風離:「王將軍已將叛軍圍攻在別溪溝,該如何處置,只等您一聲令下。」
陸滿庭握著狼毫筆的手微頓。他沒有抬頭,始終背對著二人。
勾筆沾了些墨汁,繼續繪泛著墨香的花瓣。
「不急。」
留那些潑猴多活幾日,他還有大用處。
桌案的左手邊擺著一隻純金打造的小兔子,明晃晃的,很沉,正是前幾日金少送來的,可金少總覺得哪裡怪怪的。
金少往前走了兩步。
他抱起金兔子,攤在掌心掂了掂。
咦,怎地這般輕?
金少將金兔子翻了個面,金兔子的腹部早已被掏空,裡面空蕩蕩的。
——哇!
金少詫異出聲,一道不知從哪來的勁風,好巧不巧打在他的右手腕上,他吃痛,手一縮,金兔子從他手中滑下,摔了個粉碎。
金少:「那,那啥?沈叔,我不是故意的。」
陸滿庭筆下畫作不停,淡淡道:「賠。」
金少深吸一口氣,想說自個委屈,又不知該從何解釋,聽得陸滿庭冷冷道,「賠個小些的,巴掌大的,美玉做成的。恰好,配成一對。」
金少愁得快哭了,恨不能扇自個一巴掌。
定是他送給小嬸嬸玉兔一事被發現了。
嗨,他也是多事,管那愛哭的蘿蔔頭幹什麼!
金少「呵呵」笑了兩聲:「沈叔放心,就算我有十個膽子,也不敢招惹小嬸嬸!」
風離抱著一把藍色的寶劍,臉色比陸滿庭還要陰沉:「你不敢。

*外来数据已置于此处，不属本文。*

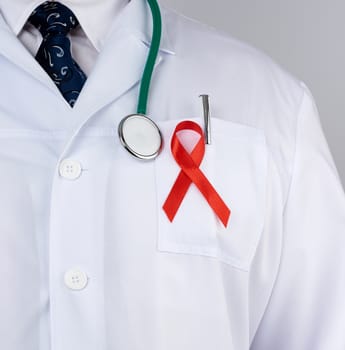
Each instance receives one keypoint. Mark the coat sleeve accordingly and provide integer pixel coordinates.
(306, 310)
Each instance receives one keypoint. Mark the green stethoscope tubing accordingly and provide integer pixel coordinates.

」
若是金少敢有非分之心,風離第一個不饒他。
剁手還是跺腳,總得選一樣。
金少更委屈了。
蒼天在上,他對小嬸嬸沒有一丁點的男女之情,只是覺得她哭起來的樣子惹人憐,想要哄她高興罷了。
金少有理說不清,舉著兩指正要發毒誓,被陸滿庭攔下。
陸滿庭幽幽瞧了他一眼:「說正事。」
金少適才覺得後背上的那根寒刺不見了。
金少:「沈家案子有進展了。」
數月前,沈知縣管轄的青州縣,有老百姓發現了一座金礦,這在當地不是什麼秘密。不過朝廷沒有收到奏摺,是以並不清楚此事。
金少:「金礦發現後沒多久,沈家就出事兒了。」
沈知縣以貪汙罪被流放,後來在流放的途中慘死。
兩件事情發生的時間捱得極近,未免也太巧合。
陸滿庭放下狼毫筆,轉身問金少:「可有去金礦之地檢視過?」
金少:「有!」
金礦位於青州西南部的群山間,地勢險要。進山的路已經封了,不許當地老百姓進出。
奇怪的是,當時發現金礦的幾位樵夫,全部莫名其妙地死完了。
金少幾經周折,才從搬去臨縣的樵夫的家人口中打聽到。
陸滿庭眸色深深,整個案件的始末有了大致的方向。